Una banlieue dell’anima, stipata di solitudine e di individualismo. Una distopia tragica che coltiva in modo consapevole l’ambiguità di ruoli, interpreti, motivazioni. Una sola luce che si accende a intermittenza riflettendo le parti cromate di una batteria che suona ineluttabilmente jazz. I ragni d’oleandro (Transeuropa, pp. 208, euro 16,90) di Mario Bramè – che sarà presentato oggi alle 18 a Milano nell’ambito di Book Pride – muove dal desiderio di rielaborare in forma narrativa i fatti del Bataclan, la strage jihadista compiuta il 13 novembre del 2015 a Parigi, sfuggendo però a ogni facile compromesso con il racconto del reale. Se lo spunto è quella drammatica vicenda, l’esito non potrebbe essere più spiazzante.
Anche il Bataclan del romanzo è, al pari del celebre locale parigino, un luogo a suo modo mitico, ma dotato di un’energia e una storia tutta sua. Come testimonia «quella specie di sacrario» che copre ogni centimetro del muro alle spalle del bancone.

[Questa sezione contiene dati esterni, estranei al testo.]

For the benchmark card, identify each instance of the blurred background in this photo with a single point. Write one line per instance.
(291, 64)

CI SONO «la maglia di Charly Mottet, buon ciclista del recente passato, accanto a una bandiera del Canada; un binocolo della Germania dell’Est faceva il paio con una scheda elettorale degli anni settanta, a poca distanza dal fotomontaggio di Giovanni XXIII con John Coltrane». E, soprattutto, «un gigantesco autografo di Jane Birkin». Questo, senza dimenticare il cappotto dell’Armata rossa che il proprietario indossava in alcune particolari serate.

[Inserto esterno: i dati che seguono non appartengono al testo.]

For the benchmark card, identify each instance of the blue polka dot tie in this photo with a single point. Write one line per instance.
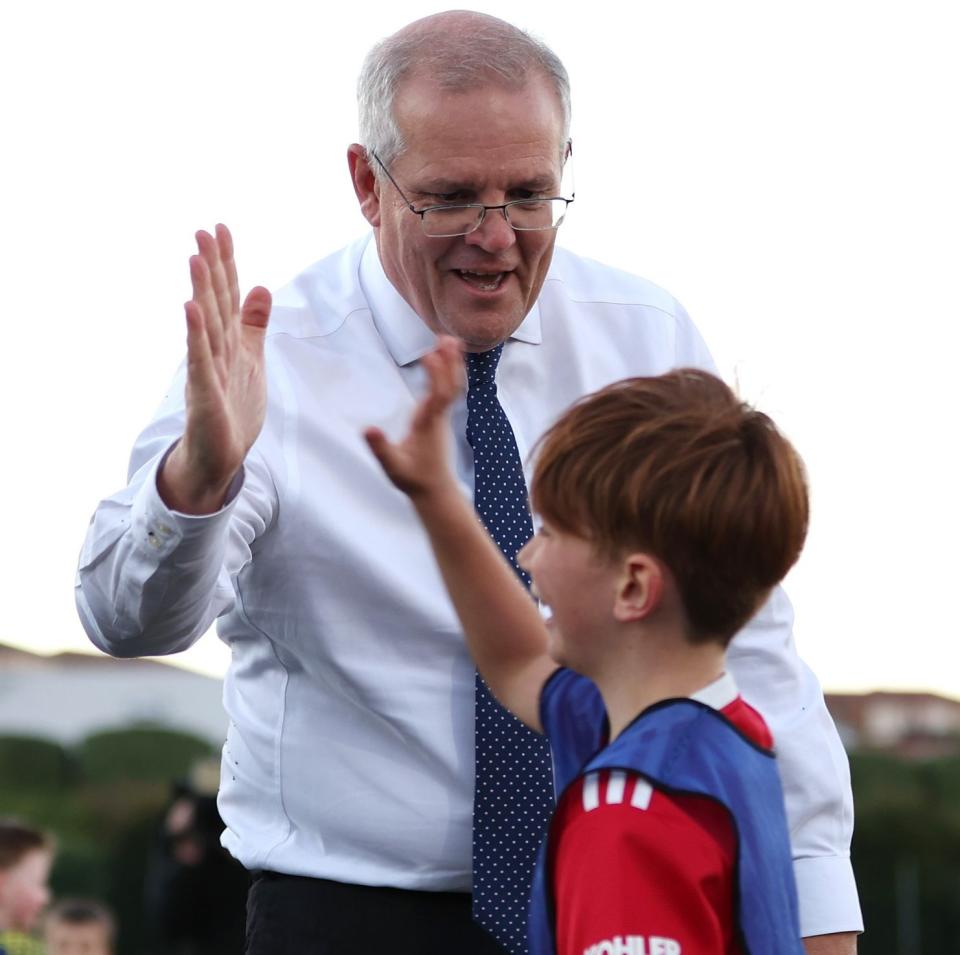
(513, 797)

PERCHÉ IL LOCALE ospita ogni anno «il Contest», qualcosa di più di un concorso per musicisti non professionisti, una sorta di rito collettivo in cui camionisti, impiegati, commessi di ferramenta danno corpo a ciò che in realtà sentono di essere prima di tutto, anche se tengono ben celato sotto gli abiti delle loro esistenze quotidiane. «Si suonava. Perché eravamo musicisti, perché quella notte bisognava farlo. Perché era un grande rito pagano e sottrarsi al sacrificio sarebbe stato peggio che sacrificarsi».
Il luogo non è perciò scelto a caso. È qui che il protagonista, che ha scoperto il jazz attraverso l’Horace Silver di Song for my Father, scovato in un negozietto di dischi proprio davanti l’ospedale in cui il padre si stava sottoponendo a un delicato intervento al cuore, ha scelto di portare a termine il suo folle progetto di annichilimento collettivo. C’è un libro a ispirarlo, ma non ha niente a che fare con la religione in senso stretto. O meglio risente dell’interpretazione che ne ha dato Schopenhauer nei suoi Aforismi sulla saggezza della vita, un testo su cui si è imbattuto per caso su una bancherella. Una rivelazione.

«COMINCIAI A LEGGERE – ci informa il protagonista e narratore -, e rimasi sorpreso da come quelle parole descrivessero perfettamente la mia condizione (…) che squarcio aperto di colpo su quello schifo di esistenza!». Trarre le estreme conseguenze sarebbe stato il passo successivo. «La cosa più sensata sarebbe l’autoestinzione del genere umano. Questo è il punto». Perciò, aveva trovato dei «soldati» pronti a passare all’azione: anch’essi disperati, con dentro la sensazione di essere stati sconfitti dalla vita.

NEL FRATTEMPO, il ritmo fatto di pieni e di vuoti della musica, il jazz in una parola, e l’istinto di morte, di autodistruzione, di assenza, perfino da sé, corrono paralleli, antagonisti ma in un certo modo complici. Fino al punto di lasciar immaginare che nelle pause del suono sincopato, il vuoto della mente possa avere il sopravvento. Del resto, due vecchi kalashnikov attendono nella cantina del locale in mezzo agli strumenti, pronti ad essere nascosti dentro una custodia da contrabbasso: le loro parti metalliche possono essere confuse con quelle di una batteria. Chi immagina la strage auspica una sanguinosa e crudele presa di coscienza, «non vorrei ucciderli tutti. Basterebbe che mi dicessero che hanno capito, che hanno visto». Un incendio che la musica, come interroga a fare il romanzo potrà alimentare o dissolvere: «non era raro che i diavoli blu del jazz, rafforzandosi per tutta la notte, invece di sparire riaffiorassero dall’inconscio e dal passato con forza irresistibile».

ESORDIO NARRATIVO di Mario Bramè, studioso della filosofia della scienza e componente della band psichedelica Mary Newsletter, I ragni d’oleandro segna anche il debutto di Wildworld, la nuova collana di Transeuropa, fortemente voluta da Giulio Milani, che si ispira idealmente al modello delle serie tv, con diversi autori che si susseguono a partire da una tematica comune che, in questo caso, è la messinscena della realtà.